— Наверно, очень странная… ночь… тогда, на крыше, — он вдруг заговорил, то легко, очень быстро проговаривая слова, то совсем невнятно, почти не шевеля губами, продолжая бормотать прерывающимся голосом с внезапно вспыхивающими мимолетными оттенками насмешки, испуга, восторга. Потом начали прорываться связные, внятно и торопливо произнесенные фразы.
Нетерпеливо, умоляюще встревоженная Нина настойчиво повторяла, пытаясь его остановить:
— Крыша, ты сказал?.. Ну, папа, опомнись. Ты раньше так хорошо говорил. А теперь… какая крыша? Ты о чем хочешь сказать? Зачем тебе нужно о крыше? Не надо, слышишь, не надо!.. Тебе сейчас чего-то страшно?
Он замолчал, Нина увидела его опомнившиеся, ясно видящие глаза, ей показалось, что он строго смотрит на нее. Вполне четко и явственно, даже как будто поучительно выговаривая, как объясняют детям что-нибудь до скуки простейшее, раздельно проговорил:
— Что ты не поняла, Нина… Крыша… Черепицы одна на другую положены. Чтоб вода скатывалась. Точно крутая глиняная скала… Скат лоснится в темноте, как ледяная горка… Может быть, потому, что луна была?.. Вот не помню.
— О чем ты? — больше не останавливая, стискивала ему руку Нина. — Это правда в самом деле было? Крыша? — Она так научилась различать, когда ему «казалось» и когда «было», что сейчас не сомневалась: это «было».
— Все не поймешь?.. Мы ведь убежали, — в его голосе была обида на ее непонятливость. — Меня же предупредили: передадут, тогда надо бежать. Я тогда уже догадался, что я в пятерке, понимаешь?.. Даже оказался вроде старшим в этой пятерке…
— Там была… какая-то организация и ты?..
— Я?.. Да вовсе не я… а тот, в чьей шкуре… шкуртке… чья куртка на мне!.. Чей номер я добровольно… поневоле принял… это за него мне товарищи верили, оберегали. Они мне верили и молчали. А ты можешь понять, что это такое, когда тебе вдруг верят?.. А кто не знал — сторонились. Так и шло… Эти четверо ко мне на марше все ближе подбираются… Удо… так его звали? Да, Удо! Ночью мне передал: «Сейчас будет пора». Я сказал: «Хорошо, да». А Алексахин шепотом по-русски спрашивает: что он говорит? «Сейчас будет пора», — отвечаю… Это так говорится «бежать», а нам и на ноги-то подняться… оой… во всем теле такая тоска… Лежу и думаю: неужели вставать, неужели опять идти?.. Мне бы и не встать, пожалуй, будь я один, просто сам собой, безо всякой обязанности… Так бы и остался лежать, как другие, по всему лесу кучками полосатых тряпок валялись, где упали после перехода тысячи нашего лагерного народу…
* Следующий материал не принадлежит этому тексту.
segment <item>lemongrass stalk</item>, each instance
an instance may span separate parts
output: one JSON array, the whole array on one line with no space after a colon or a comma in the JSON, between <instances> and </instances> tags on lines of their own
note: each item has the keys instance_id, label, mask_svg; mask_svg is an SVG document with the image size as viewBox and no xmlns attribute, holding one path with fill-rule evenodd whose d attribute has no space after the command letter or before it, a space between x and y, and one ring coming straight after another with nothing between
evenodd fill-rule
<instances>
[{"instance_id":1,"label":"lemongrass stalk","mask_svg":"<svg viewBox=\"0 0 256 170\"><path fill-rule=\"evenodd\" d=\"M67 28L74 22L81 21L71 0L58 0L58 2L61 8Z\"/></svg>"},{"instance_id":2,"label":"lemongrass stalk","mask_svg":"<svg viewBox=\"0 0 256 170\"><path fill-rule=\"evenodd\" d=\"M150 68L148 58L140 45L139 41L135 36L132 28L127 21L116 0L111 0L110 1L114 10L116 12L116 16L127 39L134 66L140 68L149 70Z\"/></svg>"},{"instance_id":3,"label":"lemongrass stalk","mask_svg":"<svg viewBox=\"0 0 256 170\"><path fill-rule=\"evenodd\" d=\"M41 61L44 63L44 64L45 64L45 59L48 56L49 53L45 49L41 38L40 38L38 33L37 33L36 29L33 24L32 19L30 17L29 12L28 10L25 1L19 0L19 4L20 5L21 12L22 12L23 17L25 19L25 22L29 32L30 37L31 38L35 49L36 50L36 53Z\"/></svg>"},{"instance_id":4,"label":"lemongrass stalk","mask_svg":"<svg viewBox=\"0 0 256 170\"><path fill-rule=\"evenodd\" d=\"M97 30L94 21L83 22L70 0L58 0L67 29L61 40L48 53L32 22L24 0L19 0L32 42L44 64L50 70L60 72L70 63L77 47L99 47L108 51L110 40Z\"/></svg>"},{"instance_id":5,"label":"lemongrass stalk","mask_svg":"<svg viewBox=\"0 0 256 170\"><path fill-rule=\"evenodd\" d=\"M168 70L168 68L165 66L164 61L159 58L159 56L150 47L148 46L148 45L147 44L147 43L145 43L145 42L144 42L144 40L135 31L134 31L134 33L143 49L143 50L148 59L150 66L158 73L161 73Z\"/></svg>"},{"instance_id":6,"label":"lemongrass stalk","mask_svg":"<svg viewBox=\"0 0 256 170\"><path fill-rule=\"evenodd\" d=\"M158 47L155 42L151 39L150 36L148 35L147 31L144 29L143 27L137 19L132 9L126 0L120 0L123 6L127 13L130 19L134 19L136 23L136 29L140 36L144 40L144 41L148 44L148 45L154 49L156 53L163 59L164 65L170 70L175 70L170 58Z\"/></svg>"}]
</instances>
Он весь погрузился, ушел в воспоминание. Скользя и спотыкаясь, он шел по его следам, хотя выговорить удавалось ему очень немного. Временами складывался связный рассказ, Нина жадно улавливала смысл из обрывков, напоминала, что он опять замолчал, думает про себя. Он ее слышал и старался как можно скорее и ей объяснить хоть что-нибудь из того, что неудержимо развертывалось у него в памяти.
Долгие годы ему удавалось удерживать себя от того, чтобы безвольно отдаться течению этого воспоминания. Конечно, он помнил. Все помнил, но не желал вспоминать. Он останавливался, обрывал себя, окаянный, бесконечно ранимый, детски обидчивый Ходжа, спешивший заранее высмеять самого себя, прежде чем другие высмеют его сокровенное, спрятанное за последней, двенадцатой дверью замка Синей Бороды…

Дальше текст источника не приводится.